|
Sunday 27th April 2008
Is suffering necessary to creativity?
Earlier last year I went to the Cambridge Music conference which sounds stuffier than it actually is.
In fact, it was a conference on the theme of "suffering". Many of the sessions focused on the Parzifal story, cast perfhapsmost famously into words by Wolfram von Eschenbach. So much of the arising discussion explored whether suffering is always necessary to human growth. In many story traditions, the "hero" is taken through a journey of suffering, a fall only to rise again (though sometimes to die in the process of striving). The dark night of the soul isa theme explored in so many art forms and stories.
In order to climb the "twelve steps" out of alcoholism (according to Alcoholics Anonymous) must we always fall to the very bottom. Must it always been the 12 steps or can we half fall and then just climb the top six? Many accounts of the 12-step program claim you have to reach rock bottom, to fundamentally admit to the reality of "I am an alcoholic" in order to successfully climb out of the pit into which you have fallen?
A speaker at the conference, one time Beirut hostage, Brian Keenan, described how, in the pit of despair and the daily emotional torture from his captors, he stumbled upon his "true self", his inner light, his physically untouchable "free spirit", which then extinguished much of the power his captors held over him. In his view, "suffering" was once framed differently. In earlier days, the suffering artist rarely truly starved - the storyteller's value was recognised by the community and the bowl was always filled with some food. The "hermit" in India is often visited by the villages and given food and fuel. Community becomes a kind of legitimisation of suffering, as suffering of the artist or inner traveler is seen by the community as somehow fundamental to its own survival and growth. Superstition? Or something more tangible?
Is suffering necessary to the creative process? Do we need shadow to enjoy our light all the more? To come out of the wretched contentment- the numb mediocrity of the current age - must we make ourselves wretched? Or can we short cut out of wretched contentment, through some creative steps, directly into a state of real, deeper happiness or satisfaction? Must we always go downhill in order to then go uphill "properly"?
Is pain necessary to a longer term appreciation of joy? Must we cut off our ears in order to then realise how valuable our hearing was?
Monday 28th April 2008
A new session added to the programme from Chris Tero and Amy Barnes. Look’s every emergent and positively unplanned.
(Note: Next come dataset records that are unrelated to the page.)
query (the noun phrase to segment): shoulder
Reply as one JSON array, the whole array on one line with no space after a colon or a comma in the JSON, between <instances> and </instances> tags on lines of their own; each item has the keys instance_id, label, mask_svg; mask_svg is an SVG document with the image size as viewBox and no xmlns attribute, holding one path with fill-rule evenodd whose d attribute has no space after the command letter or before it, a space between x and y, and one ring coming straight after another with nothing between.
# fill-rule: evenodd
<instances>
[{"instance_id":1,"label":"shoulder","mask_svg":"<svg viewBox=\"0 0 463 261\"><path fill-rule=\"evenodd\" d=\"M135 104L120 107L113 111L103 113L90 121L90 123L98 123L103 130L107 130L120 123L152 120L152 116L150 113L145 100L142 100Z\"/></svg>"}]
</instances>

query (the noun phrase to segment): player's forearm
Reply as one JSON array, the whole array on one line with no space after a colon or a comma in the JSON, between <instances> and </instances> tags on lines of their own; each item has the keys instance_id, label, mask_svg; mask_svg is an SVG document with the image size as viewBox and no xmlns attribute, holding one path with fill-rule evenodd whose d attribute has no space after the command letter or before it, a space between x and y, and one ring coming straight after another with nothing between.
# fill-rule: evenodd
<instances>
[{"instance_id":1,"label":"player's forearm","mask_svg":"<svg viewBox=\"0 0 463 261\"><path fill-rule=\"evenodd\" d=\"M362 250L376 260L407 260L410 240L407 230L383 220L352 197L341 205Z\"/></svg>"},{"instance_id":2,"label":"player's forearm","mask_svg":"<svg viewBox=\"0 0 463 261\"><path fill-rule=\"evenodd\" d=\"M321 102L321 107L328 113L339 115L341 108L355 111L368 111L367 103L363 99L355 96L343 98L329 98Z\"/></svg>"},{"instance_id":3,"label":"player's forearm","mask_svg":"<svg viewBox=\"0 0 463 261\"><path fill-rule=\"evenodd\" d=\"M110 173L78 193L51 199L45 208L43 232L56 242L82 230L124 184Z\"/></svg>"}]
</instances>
I wonder if the practice of emergence is possible? Can we actually structure around an emergent process or does that undermine it? Amy and Chris are very much about minimal process allowing a “space” to be provided where emergent play and creativity can “happen”. Interesting and intriguing.
Tuesday 29th April 2008
Jack Martin Leith is joining me for an extra session on the 14th May which strays into “taboo” territory of daring to question the dogma of “Open Space Technology”. We are going to positively suggest some new development for this approach to spontaneous meeting and conferencing. I wonder if the creator, Harrison Owen will join in on Skype? Or even storm the walls?